The Neglect of Child Neglect: A meta-analytic review of the prevalence of neglect

Marije Stoltenborgh, Marian J. Bakermans-Kranenburg , and Marinus H. van IJzendoorn

This article describes the results of a meta-analytic review aimed at providing an estimate of the prevalence of physical and emotional neglect by integrating prevalence figures from the body of research reporting on neglect. The authors conclude that neglect seems to be a neglected type of maltreatment in scientific research. This was apparent from the fact that the study could trace only a modest number of studies reporting on the prevalence of neglect: 16 for physical neglect including 59,406 participants, and 13 for emotional neglect including 59,655 participants. These numbers were strikingly low in comparison to a recently published meta-analysis on the prevalence of child sexual abuse (over 200 publications using self-report measures of the abuse for over 400,000 participants). Furthermore, the prevalence of neglect was always reported in combination with reports of the prevalence of child sexual, physical, and/or emotional abuse, indicating that studies on the prevalence of neglect were by-products rather than a primary interest. Also, the distribution of studies among geographical areas of origin of the sample was uneven with a large majority of samples originating from North America, no samples from South America, and only few from Asia, Australia, and Europe. The same applied to the level of economic development, with all physical neglect samples and a majority of the emotional neglect samples originating from countries labeled as high resource.
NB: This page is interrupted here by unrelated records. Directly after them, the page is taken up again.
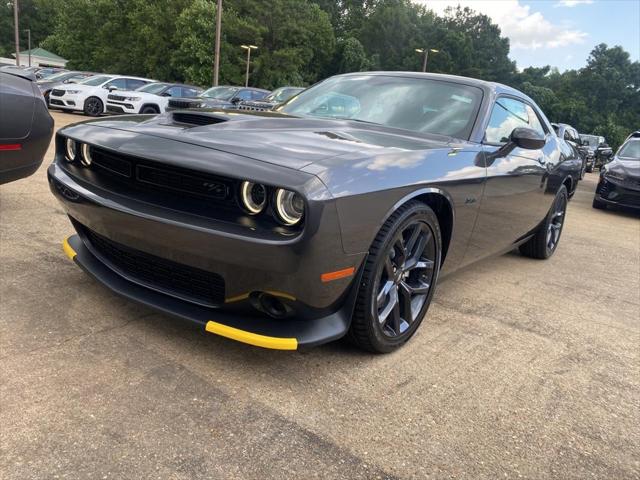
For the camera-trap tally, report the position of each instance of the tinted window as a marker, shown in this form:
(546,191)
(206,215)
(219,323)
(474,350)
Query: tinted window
(418,104)
(132,84)
(189,92)
(244,95)
(119,83)
(507,114)
(534,121)
(173,92)
(630,150)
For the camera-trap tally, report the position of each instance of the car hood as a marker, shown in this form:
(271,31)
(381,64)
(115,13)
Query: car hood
(627,168)
(277,138)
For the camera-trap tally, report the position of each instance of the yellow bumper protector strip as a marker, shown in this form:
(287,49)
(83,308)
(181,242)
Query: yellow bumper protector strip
(276,343)
(70,252)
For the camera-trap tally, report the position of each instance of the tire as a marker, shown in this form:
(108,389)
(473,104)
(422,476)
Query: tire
(598,205)
(149,109)
(392,301)
(545,241)
(93,107)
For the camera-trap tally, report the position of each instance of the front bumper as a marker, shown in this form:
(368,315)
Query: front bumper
(621,194)
(282,334)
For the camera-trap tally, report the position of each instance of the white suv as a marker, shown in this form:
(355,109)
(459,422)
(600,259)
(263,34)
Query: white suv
(90,95)
(150,98)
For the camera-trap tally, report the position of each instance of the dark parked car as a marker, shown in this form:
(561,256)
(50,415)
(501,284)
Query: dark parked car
(619,183)
(218,97)
(571,136)
(596,147)
(25,125)
(59,80)
(275,98)
(333,215)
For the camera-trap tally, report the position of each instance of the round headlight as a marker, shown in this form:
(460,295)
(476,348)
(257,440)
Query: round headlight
(253,196)
(85,159)
(70,150)
(289,206)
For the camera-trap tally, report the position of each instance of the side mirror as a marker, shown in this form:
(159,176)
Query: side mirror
(527,138)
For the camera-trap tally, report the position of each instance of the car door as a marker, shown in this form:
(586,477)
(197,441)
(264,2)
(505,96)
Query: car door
(513,201)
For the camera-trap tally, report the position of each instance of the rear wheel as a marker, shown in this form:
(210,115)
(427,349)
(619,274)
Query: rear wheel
(398,280)
(93,106)
(546,239)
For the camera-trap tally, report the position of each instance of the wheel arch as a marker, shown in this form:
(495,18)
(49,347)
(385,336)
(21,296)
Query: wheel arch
(442,205)
(154,105)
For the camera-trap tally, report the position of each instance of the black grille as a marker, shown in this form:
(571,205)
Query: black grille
(181,104)
(176,279)
(196,119)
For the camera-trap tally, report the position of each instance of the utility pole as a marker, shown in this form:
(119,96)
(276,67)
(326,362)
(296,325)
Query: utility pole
(216,60)
(16,30)
(28,30)
(248,48)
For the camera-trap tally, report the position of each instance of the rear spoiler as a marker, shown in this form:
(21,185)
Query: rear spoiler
(19,72)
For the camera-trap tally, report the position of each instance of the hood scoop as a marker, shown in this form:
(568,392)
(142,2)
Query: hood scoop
(197,119)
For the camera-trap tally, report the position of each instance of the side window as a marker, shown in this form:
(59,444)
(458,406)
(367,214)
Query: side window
(189,92)
(173,92)
(244,95)
(507,114)
(132,83)
(534,121)
(119,83)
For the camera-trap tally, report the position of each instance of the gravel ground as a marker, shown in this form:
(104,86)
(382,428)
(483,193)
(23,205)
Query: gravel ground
(523,369)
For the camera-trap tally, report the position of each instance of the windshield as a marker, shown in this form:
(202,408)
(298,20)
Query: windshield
(417,104)
(60,76)
(95,81)
(152,87)
(630,150)
(221,93)
(591,140)
(282,94)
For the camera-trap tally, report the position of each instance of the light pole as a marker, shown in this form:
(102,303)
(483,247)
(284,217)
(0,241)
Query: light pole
(426,55)
(17,31)
(248,48)
(28,30)
(216,60)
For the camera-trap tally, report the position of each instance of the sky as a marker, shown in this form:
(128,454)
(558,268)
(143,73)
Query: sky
(560,33)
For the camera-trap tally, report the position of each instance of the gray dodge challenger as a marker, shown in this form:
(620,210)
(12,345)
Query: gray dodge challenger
(334,215)
(25,125)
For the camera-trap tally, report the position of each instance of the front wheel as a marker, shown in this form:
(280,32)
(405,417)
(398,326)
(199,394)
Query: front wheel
(399,279)
(545,241)
(93,107)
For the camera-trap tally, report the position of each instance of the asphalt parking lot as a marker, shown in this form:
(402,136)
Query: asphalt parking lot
(523,369)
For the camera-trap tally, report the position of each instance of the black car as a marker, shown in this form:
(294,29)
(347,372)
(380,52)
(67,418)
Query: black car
(619,183)
(58,80)
(572,138)
(334,215)
(275,98)
(218,97)
(25,125)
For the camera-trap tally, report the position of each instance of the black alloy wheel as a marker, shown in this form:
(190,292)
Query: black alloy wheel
(93,107)
(399,279)
(546,239)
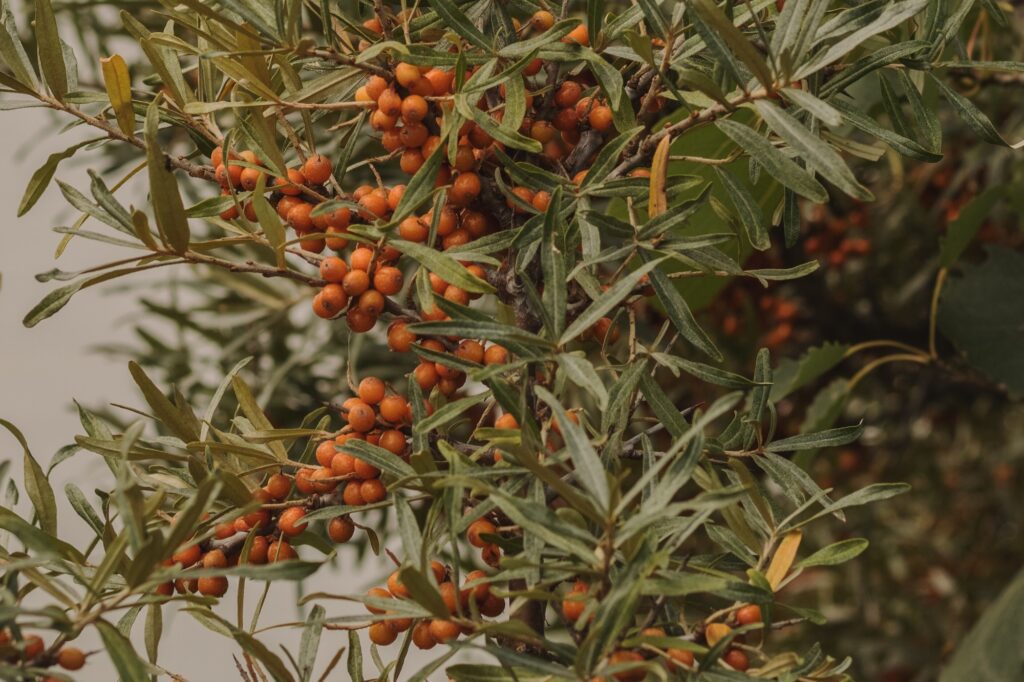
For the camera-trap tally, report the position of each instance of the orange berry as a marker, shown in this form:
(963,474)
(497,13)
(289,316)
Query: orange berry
(422,637)
(749,614)
(360,416)
(579,35)
(317,169)
(290,522)
(444,631)
(542,20)
(71,657)
(215,586)
(413,229)
(281,551)
(411,161)
(373,491)
(392,409)
(600,118)
(351,495)
(496,354)
(414,109)
(407,74)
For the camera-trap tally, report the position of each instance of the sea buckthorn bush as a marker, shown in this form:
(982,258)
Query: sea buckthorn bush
(495,224)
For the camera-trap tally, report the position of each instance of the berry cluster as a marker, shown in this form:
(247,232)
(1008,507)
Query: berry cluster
(475,595)
(31,650)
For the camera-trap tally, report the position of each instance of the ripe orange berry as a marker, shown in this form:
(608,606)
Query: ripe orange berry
(749,614)
(737,659)
(352,495)
(600,118)
(71,657)
(250,177)
(478,528)
(375,86)
(360,416)
(679,656)
(422,637)
(371,303)
(290,522)
(214,559)
(373,491)
(388,281)
(444,631)
(186,556)
(579,35)
(299,217)
(333,269)
(215,586)
(465,188)
(413,229)
(411,161)
(340,529)
(355,283)
(496,354)
(414,109)
(281,551)
(407,74)
(625,657)
(317,169)
(258,550)
(542,20)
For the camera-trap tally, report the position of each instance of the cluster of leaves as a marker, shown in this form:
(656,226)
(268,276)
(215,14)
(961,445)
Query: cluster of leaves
(678,510)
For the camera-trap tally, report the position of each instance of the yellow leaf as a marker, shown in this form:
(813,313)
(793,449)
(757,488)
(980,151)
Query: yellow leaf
(658,202)
(783,558)
(118,82)
(716,632)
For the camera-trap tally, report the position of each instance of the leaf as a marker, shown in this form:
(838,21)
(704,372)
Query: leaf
(774,162)
(167,205)
(41,178)
(127,663)
(892,15)
(839,436)
(658,201)
(51,60)
(751,215)
(723,28)
(118,83)
(442,265)
(782,559)
(835,554)
(982,313)
(309,643)
(458,22)
(422,184)
(606,301)
(36,484)
(818,155)
(971,115)
(679,312)
(792,375)
(993,649)
(12,51)
(589,468)
(961,230)
(818,109)
(165,411)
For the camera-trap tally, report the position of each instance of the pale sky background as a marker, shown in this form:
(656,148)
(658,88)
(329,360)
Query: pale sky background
(43,369)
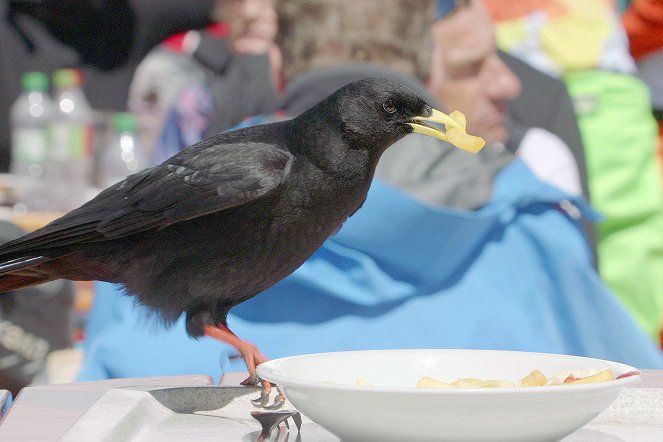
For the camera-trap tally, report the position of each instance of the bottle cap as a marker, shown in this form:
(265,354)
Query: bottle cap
(34,80)
(124,122)
(67,78)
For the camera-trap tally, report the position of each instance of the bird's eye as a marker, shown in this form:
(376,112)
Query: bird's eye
(389,106)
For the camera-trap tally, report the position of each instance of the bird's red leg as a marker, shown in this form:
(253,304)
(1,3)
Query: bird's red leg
(251,354)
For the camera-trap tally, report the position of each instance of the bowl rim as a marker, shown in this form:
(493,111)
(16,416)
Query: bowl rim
(269,371)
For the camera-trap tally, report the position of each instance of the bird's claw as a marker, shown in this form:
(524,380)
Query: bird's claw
(279,400)
(252,380)
(263,400)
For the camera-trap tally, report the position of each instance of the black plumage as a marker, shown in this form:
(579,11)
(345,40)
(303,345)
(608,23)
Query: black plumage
(229,216)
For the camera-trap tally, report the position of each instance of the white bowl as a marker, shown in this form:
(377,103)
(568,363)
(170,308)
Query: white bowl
(323,387)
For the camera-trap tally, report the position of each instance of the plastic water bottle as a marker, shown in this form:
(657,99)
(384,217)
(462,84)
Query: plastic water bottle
(31,116)
(70,160)
(124,155)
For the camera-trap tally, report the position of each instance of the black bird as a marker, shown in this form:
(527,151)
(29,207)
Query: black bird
(232,215)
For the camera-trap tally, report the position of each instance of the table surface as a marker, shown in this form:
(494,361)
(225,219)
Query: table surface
(45,413)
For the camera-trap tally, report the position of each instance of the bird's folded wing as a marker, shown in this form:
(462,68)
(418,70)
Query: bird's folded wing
(198,181)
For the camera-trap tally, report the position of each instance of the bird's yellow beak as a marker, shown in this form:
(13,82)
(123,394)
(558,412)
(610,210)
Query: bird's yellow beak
(454,131)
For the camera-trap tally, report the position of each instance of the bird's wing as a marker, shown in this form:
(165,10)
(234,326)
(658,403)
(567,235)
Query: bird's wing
(203,179)
(200,182)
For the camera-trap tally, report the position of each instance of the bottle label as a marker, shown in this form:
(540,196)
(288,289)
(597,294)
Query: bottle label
(71,140)
(30,145)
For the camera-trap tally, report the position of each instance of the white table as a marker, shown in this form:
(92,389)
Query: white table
(45,413)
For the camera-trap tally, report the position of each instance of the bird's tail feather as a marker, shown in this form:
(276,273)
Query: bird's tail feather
(16,274)
(20,263)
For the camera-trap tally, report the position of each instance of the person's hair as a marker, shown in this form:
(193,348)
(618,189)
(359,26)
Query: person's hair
(318,33)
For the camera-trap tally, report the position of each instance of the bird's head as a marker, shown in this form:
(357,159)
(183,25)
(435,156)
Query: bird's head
(378,112)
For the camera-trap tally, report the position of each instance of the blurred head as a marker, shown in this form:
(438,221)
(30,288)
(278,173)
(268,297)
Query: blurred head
(467,74)
(320,33)
(251,24)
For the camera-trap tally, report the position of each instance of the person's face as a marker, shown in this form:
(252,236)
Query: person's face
(468,75)
(252,24)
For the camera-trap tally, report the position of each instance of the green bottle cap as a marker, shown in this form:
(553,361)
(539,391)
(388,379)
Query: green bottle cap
(67,78)
(34,81)
(124,122)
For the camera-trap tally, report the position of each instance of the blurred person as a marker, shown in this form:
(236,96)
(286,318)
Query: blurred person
(105,39)
(585,45)
(478,82)
(643,22)
(204,82)
(449,251)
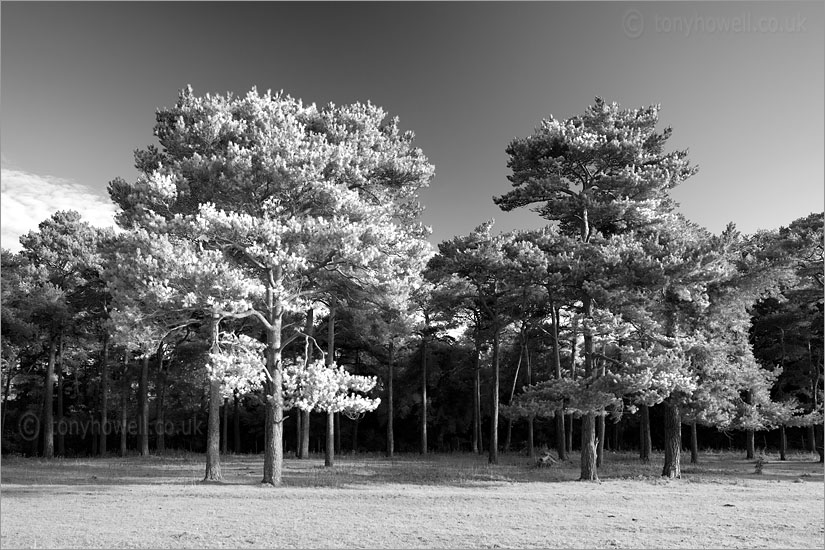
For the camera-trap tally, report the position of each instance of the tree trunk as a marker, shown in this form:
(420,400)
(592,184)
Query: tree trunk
(355,436)
(390,434)
(61,427)
(750,445)
(303,416)
(48,396)
(508,438)
(493,456)
(125,386)
(160,417)
(236,425)
(560,438)
(225,427)
(694,444)
(477,438)
(645,441)
(337,433)
(531,445)
(589,470)
(424,396)
(588,423)
(9,375)
(213,435)
(673,441)
(274,414)
(143,400)
(329,450)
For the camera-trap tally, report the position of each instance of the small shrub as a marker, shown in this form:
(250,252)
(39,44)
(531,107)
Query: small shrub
(759,464)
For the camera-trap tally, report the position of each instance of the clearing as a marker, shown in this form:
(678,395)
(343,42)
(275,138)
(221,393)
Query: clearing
(436,501)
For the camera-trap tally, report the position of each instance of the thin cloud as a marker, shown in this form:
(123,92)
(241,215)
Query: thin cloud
(28,199)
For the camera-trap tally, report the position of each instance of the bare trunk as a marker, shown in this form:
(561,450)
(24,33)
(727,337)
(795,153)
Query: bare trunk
(493,456)
(390,434)
(810,441)
(225,427)
(561,447)
(124,392)
(589,455)
(531,445)
(143,399)
(104,395)
(160,428)
(213,435)
(673,440)
(61,433)
(236,425)
(477,441)
(303,416)
(508,438)
(337,433)
(589,471)
(646,443)
(6,390)
(329,450)
(694,444)
(274,413)
(750,444)
(424,396)
(355,436)
(560,436)
(48,396)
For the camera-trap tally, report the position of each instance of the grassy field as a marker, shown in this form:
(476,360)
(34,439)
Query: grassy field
(439,501)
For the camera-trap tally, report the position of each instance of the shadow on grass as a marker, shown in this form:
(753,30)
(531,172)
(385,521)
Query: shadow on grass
(25,476)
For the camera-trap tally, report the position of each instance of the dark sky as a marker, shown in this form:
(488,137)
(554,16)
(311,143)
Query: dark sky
(742,85)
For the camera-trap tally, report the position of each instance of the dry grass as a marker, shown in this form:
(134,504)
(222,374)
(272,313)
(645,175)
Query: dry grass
(439,501)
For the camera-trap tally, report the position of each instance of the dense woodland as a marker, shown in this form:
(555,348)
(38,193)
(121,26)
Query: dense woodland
(270,289)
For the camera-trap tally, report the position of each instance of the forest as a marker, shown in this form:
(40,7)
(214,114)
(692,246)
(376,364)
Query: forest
(270,289)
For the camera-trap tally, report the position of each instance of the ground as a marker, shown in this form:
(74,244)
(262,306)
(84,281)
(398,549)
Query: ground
(436,501)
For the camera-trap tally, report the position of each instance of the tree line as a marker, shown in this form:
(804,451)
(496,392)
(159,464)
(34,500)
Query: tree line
(270,262)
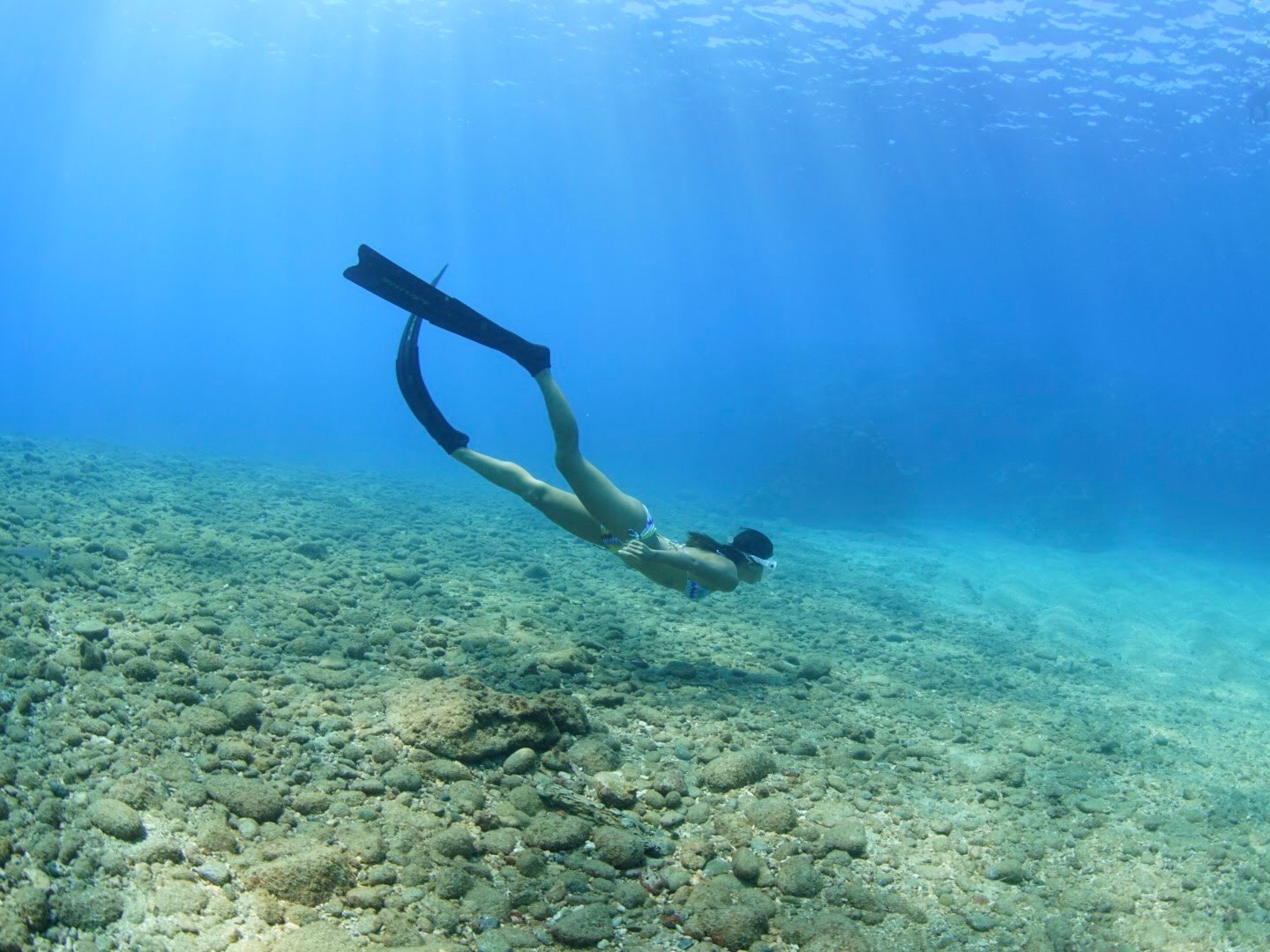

Given the dearth of studies investigating the prevalence of child neglect and given the severe consequences of neglect, the authors call for more studies with a primary focus on child neglect to be undertaken, particularly in low-resource countries. Despite these limitations, the current meta-analysis found a disturbingly high prevalence of physical neglect (163/1,000 cases) and emotional neglect (184/1,000 cases). More than 15 % of children are estimated to suffer from neglect. As a result, the authors call on the development of programs to support parents and children to be made available on a large scale to reach the millions of families with children suffering from neglect. Although more studies need to be conducted, they point out that that this high percentage of neglected children is a sufficiently solid evidence base for social policies to make life for these children and their families more bearable, and in accordance with children’s rights.